Fifth-graders at Alabama’s Thompson Intermediate School are becoming Super Citizens by emulating local heroes who are making a difference in their community.
For 10 weeks, students participated in the Super Citizen program run by Liberty’s Legacy that focuses on promoting civics and character education, financial responsibility, and career readiness, an experience that culminated with an assembly in early November to honor heroes impacting their lives, according to the Shelby County Reporter.

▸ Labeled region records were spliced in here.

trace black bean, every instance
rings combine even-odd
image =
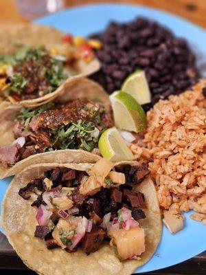
[[[96,51],[102,69],[92,78],[111,93],[119,89],[136,69],[145,70],[152,101],[144,107],[146,110],[160,98],[190,88],[200,76],[187,42],[146,18],[111,22],[104,32],[93,37],[100,39],[103,47]]]

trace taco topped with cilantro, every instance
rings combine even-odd
[[[40,274],[130,274],[150,258],[161,234],[146,166],[101,158],[29,167],[3,204],[10,243]]]
[[[11,104],[35,106],[48,102],[62,94],[74,76],[87,76],[99,69],[91,47],[90,51],[87,50],[85,57],[84,48],[89,46],[86,41],[85,45],[78,47],[72,39],[65,41],[62,34],[62,41],[56,45],[32,45],[30,43],[30,39],[34,39],[32,27],[30,33],[27,32],[28,45],[24,39],[23,43],[17,39],[19,44],[14,47],[14,36],[10,52],[8,50],[10,46],[0,48],[0,109]],[[28,28],[27,25],[25,28]],[[38,28],[42,32],[42,27],[36,25],[36,36]]]
[[[103,98],[108,96],[98,85],[86,78],[70,87],[67,96],[71,94],[72,98],[74,90],[78,95],[77,87],[80,92],[81,89],[88,90],[89,98],[92,98],[89,91],[100,98],[101,93]],[[113,126],[111,110],[91,99],[71,98],[63,102],[61,97],[61,102],[5,112],[5,118],[0,121],[1,177],[5,177],[4,173],[7,172],[15,174],[15,169],[22,170],[28,165],[27,162],[44,162],[44,157],[48,162],[54,161],[56,151],[82,149],[95,152],[100,135]]]

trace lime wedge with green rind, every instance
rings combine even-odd
[[[129,94],[141,104],[151,102],[151,94],[144,71],[138,69],[131,74],[122,84],[122,91]]]
[[[98,146],[102,157],[111,162],[134,159],[133,154],[115,127],[109,128],[102,133]]]
[[[116,127],[139,133],[146,126],[146,116],[130,95],[119,91],[110,96]]]

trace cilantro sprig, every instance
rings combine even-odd
[[[80,119],[76,123],[71,122],[57,131],[53,130],[55,137],[54,147],[60,147],[61,149],[82,148],[91,151],[98,141],[91,135],[95,131],[94,122]]]
[[[15,120],[20,120],[25,130],[27,129],[28,125],[34,116],[38,116],[47,110],[51,106],[51,104],[45,104],[40,107],[31,109],[22,107],[20,110],[20,113]]]

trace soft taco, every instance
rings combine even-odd
[[[51,100],[74,76],[99,69],[87,41],[78,47],[63,38],[62,32],[47,26],[0,25],[0,113],[11,106],[37,106]]]
[[[10,184],[3,229],[39,274],[129,275],[152,257],[161,235],[148,174],[144,164],[104,158],[31,166]]]
[[[0,177],[32,164],[66,162],[68,149],[93,152],[98,148],[101,133],[113,125],[108,95],[84,78],[73,79],[67,89],[58,100],[4,111],[0,120]],[[65,153],[58,154],[58,150]]]

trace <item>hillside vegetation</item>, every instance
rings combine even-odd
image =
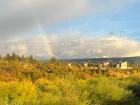
[[[139,105],[140,72],[0,57],[0,105]]]

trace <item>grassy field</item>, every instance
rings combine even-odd
[[[139,105],[139,70],[81,68],[55,59],[0,58],[0,105]]]

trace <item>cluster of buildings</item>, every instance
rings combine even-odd
[[[83,62],[82,63],[83,67],[93,67],[91,66],[90,63]],[[72,63],[68,64],[69,67],[72,67]],[[107,69],[107,68],[117,68],[117,69],[132,69],[132,67],[128,67],[128,62],[127,61],[120,61],[120,62],[110,62],[110,61],[103,61],[103,62],[98,62],[94,65],[96,68],[101,68],[101,69]]]

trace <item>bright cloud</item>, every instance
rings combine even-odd
[[[58,35],[59,36],[59,35]],[[59,58],[83,57],[126,57],[139,56],[140,43],[127,37],[108,36],[106,38],[87,37],[58,37],[56,34],[49,37],[49,42],[44,43],[46,36],[40,35],[32,40],[18,41],[5,46],[0,53],[15,52],[18,54],[38,57],[50,57],[52,53]],[[49,44],[49,45],[47,45]],[[48,49],[48,46],[50,47]],[[51,50],[51,51],[49,51]],[[50,54],[51,52],[51,54]]]
[[[29,33],[86,14],[117,10],[138,0],[0,0],[0,37]]]

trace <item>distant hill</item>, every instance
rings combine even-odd
[[[102,62],[102,61],[128,61],[130,64],[140,64],[140,56],[138,57],[119,57],[119,58],[85,58],[85,59],[69,59],[66,61],[75,62],[75,63],[82,63],[82,62]]]

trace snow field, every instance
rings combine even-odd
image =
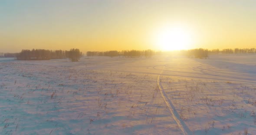
[[[254,135],[255,56],[1,58],[0,132]]]

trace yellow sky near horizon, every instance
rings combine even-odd
[[[164,51],[188,36],[187,49],[256,47],[254,0],[3,0],[0,13],[0,52]],[[161,46],[159,31],[170,28],[185,32],[162,34],[173,47]]]

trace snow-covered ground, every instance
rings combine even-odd
[[[1,58],[0,134],[256,135],[256,58]]]

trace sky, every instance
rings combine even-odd
[[[256,48],[255,16],[253,0],[0,0],[0,52]]]

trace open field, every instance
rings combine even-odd
[[[0,132],[255,135],[256,58],[1,58]]]

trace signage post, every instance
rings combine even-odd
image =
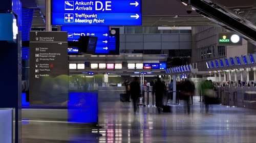
[[[67,49],[67,32],[30,32],[30,105],[66,105],[69,87]]]

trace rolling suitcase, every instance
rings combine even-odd
[[[120,94],[120,101],[121,101],[121,102],[126,101],[126,93]]]

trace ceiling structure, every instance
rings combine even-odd
[[[32,27],[45,27],[45,15],[46,15],[46,0],[20,0],[22,3],[23,8],[31,8],[34,9],[34,16],[32,22]],[[163,1],[163,0],[161,0]],[[185,7],[181,3],[174,1],[176,3],[173,4],[173,7],[176,7],[178,4],[179,6],[183,7],[181,9],[182,12],[186,13],[186,14],[180,12],[174,13],[172,11],[168,11],[166,13],[172,13],[172,14],[165,14],[163,15],[162,13],[159,13],[160,16],[152,15],[150,5],[152,5],[150,1],[144,1],[142,0],[143,7],[150,7],[149,8],[142,8],[142,26],[218,26],[215,22],[212,22],[207,18],[196,13],[189,15],[186,14]],[[145,3],[145,2],[146,2]],[[164,3],[162,3],[164,4]],[[159,6],[160,7],[160,6]],[[166,10],[169,8],[166,8]],[[157,14],[159,12],[156,12]]]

“It’s important that we start to instill those values in them now, to take pride in themselves and in their communities, because they are the future. They will be the difference in this country,” said Liberty’s Legacy spokeswoman Kelli Dodd. “They focus on how our government works, how to make a budget, the history of the Statue of Liberty and what that means, as well.”
Students took turns at the recent ceremony explaining how adults in their lives have made a positive impact, and presented them with a miniature Statue of Liberty to give thanks.
Those honored included parents and grandparents, siblings, teachers, school staff, and others.
“There are so many walks of life that are being represented today,” said TIS Principal Brent Byars at the Nov. 3 event.
One student presented a statue to local meteorologist James Spann.
“Whenever there’s bad weather, he stays up all night to keep us aware of the weather,” the student said, according to the Reporter.
Dodd said the ceremony to honor real-life heroes is key to connecting the lessons from the Super Citizens program to everyday life.
“What’s really beautiful is that they’re taking all these lessons that can be kind of abstract and global and they personalize it and make them very tangible for them,” she said.
We can’t live without heroes.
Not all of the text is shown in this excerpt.